Sober explains what is wrong with "intelligent design"


Writing in the Quarterly Review of Biology (March 2007, vol. 82, no. 1, pp. 3-8), Elliott Sober answers the question, "What is wrong with intelligent design?" in a particularly clear and informative way. Sober focuses on what he calls "mini-ID": the claim "that the complex adaptations that organisms display (e.g., the vertebrate eye) were crafted by an intelligent designer." After discussing problems with two standard criticisms -- that it is unfalsifiable and that it is refuted by the many imperfect adaptations found in nature -- Sober argues that mini-ID cannot be tested against evolutionary explanations of adaptations, writing, "When scientific theories compete with each other, the usual pattern is that independently attested auxiliary propositions allow the theories to make predictions that disagree with each other.
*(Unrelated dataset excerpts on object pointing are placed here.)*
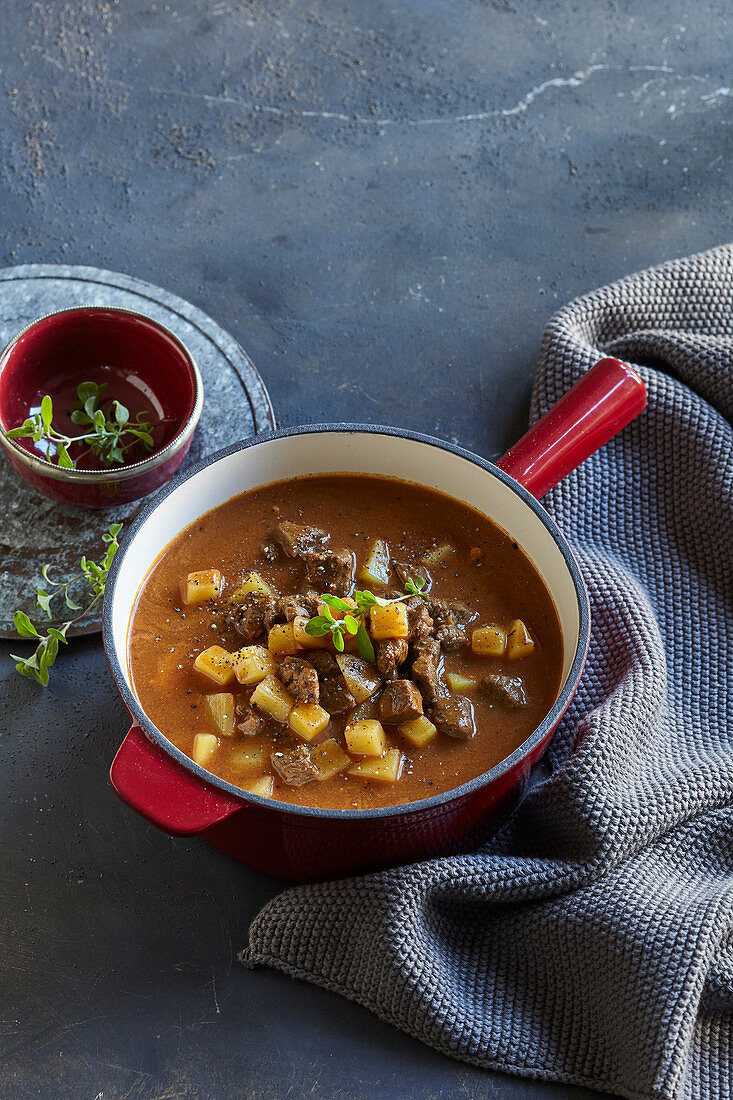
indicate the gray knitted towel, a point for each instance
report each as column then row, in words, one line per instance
column 591, row 942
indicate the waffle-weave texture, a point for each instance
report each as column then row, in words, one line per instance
column 591, row 942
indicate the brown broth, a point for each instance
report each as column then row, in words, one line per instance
column 166, row 636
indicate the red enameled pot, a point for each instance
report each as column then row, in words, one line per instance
column 306, row 844
column 143, row 366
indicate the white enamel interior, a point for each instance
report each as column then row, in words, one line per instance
column 328, row 452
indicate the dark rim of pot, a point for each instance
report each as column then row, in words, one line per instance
column 466, row 789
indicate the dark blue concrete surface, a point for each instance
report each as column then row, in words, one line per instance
column 383, row 202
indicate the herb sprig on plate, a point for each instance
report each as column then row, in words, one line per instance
column 109, row 431
column 95, row 574
column 353, row 622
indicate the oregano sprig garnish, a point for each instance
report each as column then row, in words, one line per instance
column 95, row 574
column 109, row 431
column 354, row 618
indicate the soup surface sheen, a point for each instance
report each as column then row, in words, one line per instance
column 485, row 570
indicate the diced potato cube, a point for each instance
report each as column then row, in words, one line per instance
column 304, row 639
column 248, row 760
column 281, row 639
column 329, row 758
column 376, row 568
column 251, row 583
column 308, row 719
column 273, row 697
column 216, row 663
column 252, row 663
column 385, row 769
column 390, row 622
column 418, row 732
column 365, row 738
column 221, row 708
column 200, row 586
column 262, row 787
column 362, row 678
column 205, row 746
column 457, row 682
column 438, row 554
column 489, row 641
column 518, row 641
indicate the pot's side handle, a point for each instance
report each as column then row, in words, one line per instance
column 603, row 402
column 163, row 792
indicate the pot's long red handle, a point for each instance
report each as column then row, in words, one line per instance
column 163, row 792
column 603, row 402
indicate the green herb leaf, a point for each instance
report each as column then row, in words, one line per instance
column 364, row 644
column 364, row 600
column 318, row 626
column 63, row 457
column 24, row 627
column 336, row 602
column 46, row 410
column 46, row 650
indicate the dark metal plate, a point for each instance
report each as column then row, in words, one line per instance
column 34, row 530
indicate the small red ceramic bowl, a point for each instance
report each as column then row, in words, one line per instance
column 144, row 366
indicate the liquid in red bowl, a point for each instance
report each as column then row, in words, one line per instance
column 145, row 367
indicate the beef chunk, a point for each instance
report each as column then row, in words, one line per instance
column 250, row 722
column 407, row 571
column 330, row 570
column 509, row 691
column 287, row 608
column 298, row 539
column 390, row 656
column 325, row 663
column 418, row 617
column 400, row 702
column 335, row 695
column 451, row 618
column 301, row 679
column 250, row 617
column 453, row 715
column 426, row 651
column 294, row 768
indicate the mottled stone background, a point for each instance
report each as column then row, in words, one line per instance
column 383, row 204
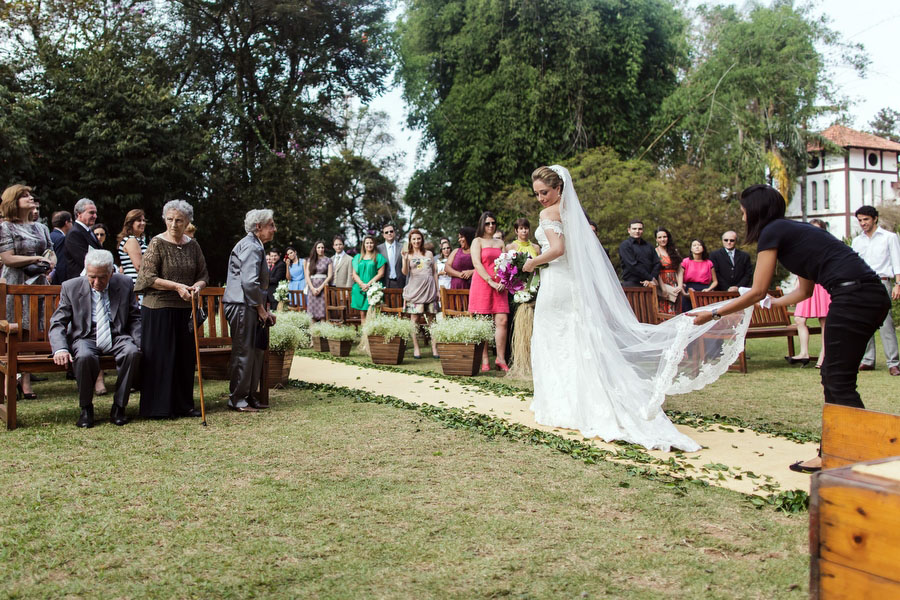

No such auxiliary propositions allow mini-ID to do this." Sober concludes, "It is easy enough to construct a version of ID that accommodates a set of observations already known, but it also is easy to construct a version of ID that conflicts with what we have already observed. Neither undertaking results in substantive science, nor is there any point in constructing a version of ID that is so minimalistic that it fails to say much of anything about what we observe. In all its forms, ID fails to constitute a serious alternative to evolutionary theory." A Supporter of NCSE, Sober is Hans Reichenbach Professor and Henry Vilas Research Professor of Philosophy at the University of Wisconsin, Madison.